Removed for Wii U localization
The localization of Fatal Frame: Maiden of Black Water made waves recently after it was discovered that some of the game’s sexier outfits were removed for the western release. As usual people were shouting, from those who shamed fanservice enthusiasts to those that were calling for a boycott of the game.
Of course, the mindset is a bit more nuanced, and indicative of a larger issue when it comes to censorship of art. We as a nation are getting better about it, and import copies are more readily available by way of digital distribution, but we still have a long way to go.
I think XSEED has the right mindset. Speaking to Operation Rainfall, Vice President Ken Berry noted that their localization team consists of people that are vocally against censorship, and as long as the game doesn’t earn them an AO rating, they try to preserve as much of the original experience as possible. He notes that the ESRB isn’t going to shut them down, nor is it their job to censor, just rate their content and choices.

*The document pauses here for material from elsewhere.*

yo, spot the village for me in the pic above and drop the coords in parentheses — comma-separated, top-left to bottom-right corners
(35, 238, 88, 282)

Now, XSEED is a smaller company that delivers niche games. Nintendo is a massive operation that is known for its family-friendly image. It’s not the same, though Bayonetta as a whole is arguably way more sexual, and was prominently advertised for the Wii U. Unlike Fatal Frame, sexuality was a core theme of Bayonetta and couldn’t possibly be censored, but by the same token, Nintendo lent its name and image to it.
Would I personally use the outfit in Maiden of Black Water? No, I actually prefer the new Samus and Zelda costumes. But at the same time, I’m also a big proponent of upholding the original creator’s vision. I really want to know what other people think though, if we can refrain from yelling at each other.